When does a script die–and how does it die?
These are questions of vital importance to anyone interested in script revitalization and cultural preservation, but the Khom script offers some highly unusual answers. It even offers the possibility, in a sense, of script life after death.
Like many indigenously-created scripts, the Khom script was created out of a spirit of resistance–in this case, resistance against the French forces occupying what was then called Indo-China. It was the brainchild, in a very unusual and somewhat literal sense, of Ong Kommadam, a Lao resistance leader and one of perhaps a hundred self-styled messiahs who led rebellions against the French colonial state in the early twentieth century. According to its own narrative, Kommadam would go into trances during which would repeat a sound and again and again until its corresponding symbol manifested itself on the bare skin of his chest—at which point a scribe would copy it down and wait for the next one.

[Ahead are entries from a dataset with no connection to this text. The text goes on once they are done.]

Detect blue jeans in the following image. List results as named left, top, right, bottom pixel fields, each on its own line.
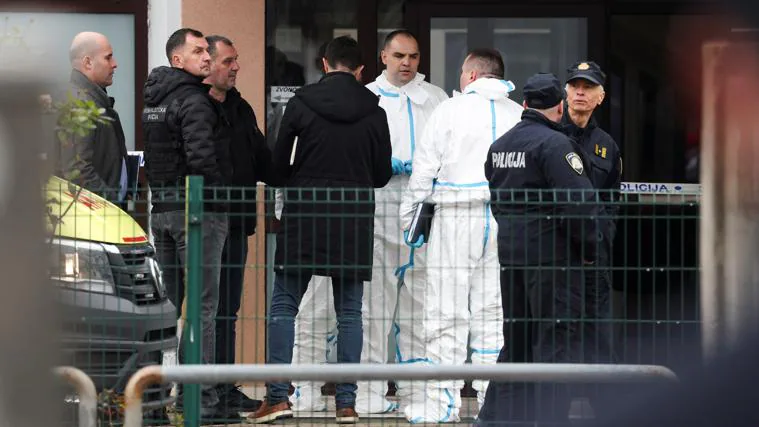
left=267, top=272, right=364, bottom=409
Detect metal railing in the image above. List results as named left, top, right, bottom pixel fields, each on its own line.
left=55, top=366, right=97, bottom=427
left=123, top=362, right=678, bottom=427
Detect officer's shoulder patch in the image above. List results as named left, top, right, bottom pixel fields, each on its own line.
left=565, top=152, right=584, bottom=175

According to Pascale Jacq, the script was not intended for mass literacy or general use; only a minority of the Jruq, Alak and other peoples knew it. “They were sent as correspondents and spies to places as far away as Vietnam, Cambodia and possibly even northern Thailand.”
This breadth of use was a sign of the script’s remarkable versatility. Even though it was initially created for the Lao Thenh people, Kommadam established study classes among his own and allied tribes, and the script enabled him to forge alliances with other racial groups who spoke different languages. This so alarmed the French that at one point they mobilized the majority of their forces in Indo-China against him, massing everything from elephants to fighter and bomber planes.

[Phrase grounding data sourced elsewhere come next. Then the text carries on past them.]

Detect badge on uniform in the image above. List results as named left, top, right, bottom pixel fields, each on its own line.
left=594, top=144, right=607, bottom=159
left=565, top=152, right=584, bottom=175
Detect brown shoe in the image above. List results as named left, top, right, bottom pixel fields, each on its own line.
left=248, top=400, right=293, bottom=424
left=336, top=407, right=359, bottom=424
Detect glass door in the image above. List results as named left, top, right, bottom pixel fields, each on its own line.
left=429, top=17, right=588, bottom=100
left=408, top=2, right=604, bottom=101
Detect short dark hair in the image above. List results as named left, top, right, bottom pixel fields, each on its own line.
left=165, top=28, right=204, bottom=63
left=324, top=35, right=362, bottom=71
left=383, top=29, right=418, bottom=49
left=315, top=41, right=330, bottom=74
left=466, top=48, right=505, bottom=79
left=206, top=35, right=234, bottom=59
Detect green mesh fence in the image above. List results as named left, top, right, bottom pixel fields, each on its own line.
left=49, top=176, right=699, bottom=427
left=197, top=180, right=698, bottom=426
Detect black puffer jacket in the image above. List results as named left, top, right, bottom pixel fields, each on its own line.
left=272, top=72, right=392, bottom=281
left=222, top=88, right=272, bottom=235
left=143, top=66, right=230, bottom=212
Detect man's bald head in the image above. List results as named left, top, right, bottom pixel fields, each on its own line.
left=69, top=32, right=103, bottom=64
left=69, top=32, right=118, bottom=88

Kommadam developed an aura of invulnerability, especially after he survived an assassination attempt when a French official, claiming to have been sent for peaceful negotiations, shot him in the chest with a pistol hidden in his pith helmet.
On September 23rd, 1936, Kommadam was shot dead, the French authorities collected and destroyed every document in his script they could find, and his rebellion and his script effectively died with him, though the script, at least, had two curious (so to speak) postscripts.

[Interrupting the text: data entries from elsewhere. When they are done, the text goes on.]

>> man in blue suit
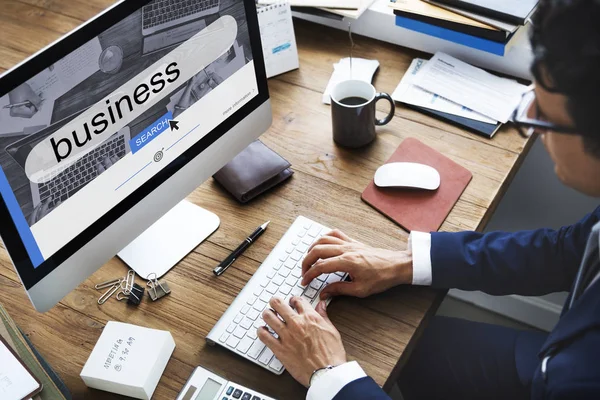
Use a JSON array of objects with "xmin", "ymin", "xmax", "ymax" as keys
[{"xmin": 257, "ymin": 0, "xmax": 600, "ymax": 398}]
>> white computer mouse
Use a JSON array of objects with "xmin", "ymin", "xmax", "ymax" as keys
[{"xmin": 374, "ymin": 162, "xmax": 441, "ymax": 190}]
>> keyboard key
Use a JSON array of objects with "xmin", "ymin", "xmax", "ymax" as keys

Conducting field research in the Bolaven Plateau as recently as 1998-1999, Jacq and his colleagues met the last surviving member of Kommadam’s leadership, Mr. Bounnhong, who wrote out the characters of the script and pronounced them. Sadly, Mr. Bounnhong died only a month later, but the researchers were contacted by Kommadam’s great-niece, Mrs. Thongsuk, who showed them a number of Kommadam’s notebooks that had been kept under lock and key.
But the script was said to have lived on in a less tangible, more mysterious way, like the legends of King Arthur and his promised eventual return. According to one narrative, his sons transcribed the characters from his tattooed back before he was buried; in another version a man who may have been the immortal Kommadam had himself tattooed with the script, escaped to the Wat Phu temple, and still lives there as a monk.